The operation, for which Turkey has also rallied nearly 10,000 Syrian opposition fighters, could spill into a wider Turkish-Kurdish confrontation inside Turkey. There are an estimated 8,000 to 10,000 Kurdish fighters in the Afrin district, the Turkish prime minister said.
The operation also includes airstrikes on the district, threatening to create another humanitarian disaster in the region.
The Afrin district houses no fewer than 800,000 civilians, including displaced people from earlier years of the Syrian war. Russia pulled back troops that had been deployed near Afrin after it was briefed on the operation by Turkey.
Badran Ciya Kurd, an adviser to the Kurdish administration in northern Syria who meets regularly with Russian and U.S. officials, told the Associated Press Sunday that Russian officials suggested that handing over the enclave, encircled by Syrian government and its rival Turkey and Syrian fighters it backs, would avert the Turkish offensive.
It was not immediately possible to reach Russian officials.
Prime Minister Binali Yildirim told a group of journalists that Turkey aims to create a 30-kilometer-deep “secure zone” in Afrin.
The state-run Anadolu Agency said Sunday that the Turkish-backed fighters had penetrated 5 kilometers into Afrin as part of the offensive.
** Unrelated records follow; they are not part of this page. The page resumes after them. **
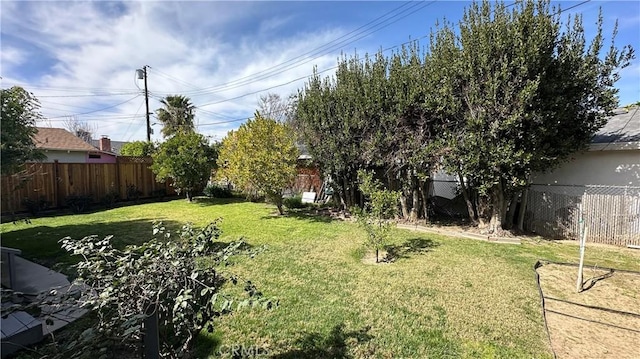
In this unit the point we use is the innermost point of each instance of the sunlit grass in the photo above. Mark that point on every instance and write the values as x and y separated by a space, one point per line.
445 298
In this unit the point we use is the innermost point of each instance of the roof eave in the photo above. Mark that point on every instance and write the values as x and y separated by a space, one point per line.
615 146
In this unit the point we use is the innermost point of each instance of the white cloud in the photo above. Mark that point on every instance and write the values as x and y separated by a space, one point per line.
99 48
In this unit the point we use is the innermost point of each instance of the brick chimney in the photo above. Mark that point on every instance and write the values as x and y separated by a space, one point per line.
105 144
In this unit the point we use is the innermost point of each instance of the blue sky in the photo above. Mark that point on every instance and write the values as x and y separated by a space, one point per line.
79 58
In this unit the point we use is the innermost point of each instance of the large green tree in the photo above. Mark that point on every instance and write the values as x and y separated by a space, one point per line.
138 149
187 159
20 111
260 156
380 114
525 94
176 116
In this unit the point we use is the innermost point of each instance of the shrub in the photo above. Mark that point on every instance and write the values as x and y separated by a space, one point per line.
217 191
34 206
294 202
78 203
381 206
179 280
133 193
111 197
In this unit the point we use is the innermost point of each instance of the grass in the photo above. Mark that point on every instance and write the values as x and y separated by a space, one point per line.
443 298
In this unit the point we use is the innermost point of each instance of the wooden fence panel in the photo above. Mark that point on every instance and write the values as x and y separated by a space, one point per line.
54 182
611 214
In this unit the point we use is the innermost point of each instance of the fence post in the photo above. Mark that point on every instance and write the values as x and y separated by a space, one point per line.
583 237
56 184
151 335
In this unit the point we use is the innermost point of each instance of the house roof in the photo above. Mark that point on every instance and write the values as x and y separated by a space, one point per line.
116 146
60 139
622 127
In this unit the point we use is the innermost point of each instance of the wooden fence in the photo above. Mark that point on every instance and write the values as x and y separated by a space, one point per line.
53 183
611 213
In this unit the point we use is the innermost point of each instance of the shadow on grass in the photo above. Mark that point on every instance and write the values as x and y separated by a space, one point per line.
409 247
306 214
92 208
206 201
334 345
41 243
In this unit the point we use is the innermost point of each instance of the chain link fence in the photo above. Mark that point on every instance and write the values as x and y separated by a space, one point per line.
611 213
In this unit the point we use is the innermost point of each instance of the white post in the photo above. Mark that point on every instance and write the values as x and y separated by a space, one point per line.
583 239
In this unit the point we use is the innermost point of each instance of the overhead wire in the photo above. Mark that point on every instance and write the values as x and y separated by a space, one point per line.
98 110
315 53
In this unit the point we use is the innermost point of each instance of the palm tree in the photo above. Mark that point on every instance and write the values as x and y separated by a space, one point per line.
176 116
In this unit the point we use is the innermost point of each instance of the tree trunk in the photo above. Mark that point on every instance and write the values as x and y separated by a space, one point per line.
403 206
523 208
343 194
465 194
512 211
413 216
424 188
498 209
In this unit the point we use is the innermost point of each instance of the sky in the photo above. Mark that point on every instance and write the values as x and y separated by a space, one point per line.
80 58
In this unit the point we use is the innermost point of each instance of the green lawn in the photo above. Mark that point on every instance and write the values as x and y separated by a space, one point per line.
444 298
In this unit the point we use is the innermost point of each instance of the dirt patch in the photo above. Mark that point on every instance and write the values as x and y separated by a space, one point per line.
600 322
370 258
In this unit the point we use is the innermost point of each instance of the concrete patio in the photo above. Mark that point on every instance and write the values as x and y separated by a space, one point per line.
31 281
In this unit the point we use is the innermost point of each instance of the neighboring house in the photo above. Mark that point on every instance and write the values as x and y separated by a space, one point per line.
601 186
613 158
63 146
114 146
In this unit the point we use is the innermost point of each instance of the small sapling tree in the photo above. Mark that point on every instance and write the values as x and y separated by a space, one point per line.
176 279
382 205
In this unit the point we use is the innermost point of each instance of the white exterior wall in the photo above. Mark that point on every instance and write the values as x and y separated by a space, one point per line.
65 156
613 168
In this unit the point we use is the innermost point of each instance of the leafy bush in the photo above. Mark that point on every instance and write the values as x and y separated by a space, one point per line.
78 203
111 197
35 206
179 280
216 191
161 192
381 206
133 193
294 202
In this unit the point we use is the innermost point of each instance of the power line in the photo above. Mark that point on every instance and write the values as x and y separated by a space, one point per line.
278 69
99 110
299 78
90 95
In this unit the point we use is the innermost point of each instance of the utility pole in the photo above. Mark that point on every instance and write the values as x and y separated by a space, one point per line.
142 73
146 102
At least one person, a Syrian refugee in Turkey, was killed when Reyhanli, a Turkish border town, came under a hail of rockets.
It was the second Turkish town to come under attack.
Earlier, the rockets fired from Syria targeted the border town of Kilis, but there were no casualties.
SDF spokesman Mustafa Bali denied that Turkish troops had entered Afrin, saying Kurdish forces have been repelling attacks since Saturday. Bali said the SDF sent reinforcements to Afrin. The YPG said meanwhile that it had destroyed two Turkish tanks.
The Britain-based Syrian Observatory for Human Rights said that Kurdish militia and Turkish forces clashed on the northern and western edges of Afrin. It said the Turkey-backed forces entered Shinkal and Adah Manli to the west and that Turkey-backed forces captured three YPG fighters. The Observatory said airstrikes killed eight in Afrin’s southeast, bringing the total of civilians killed since the attack began to 18.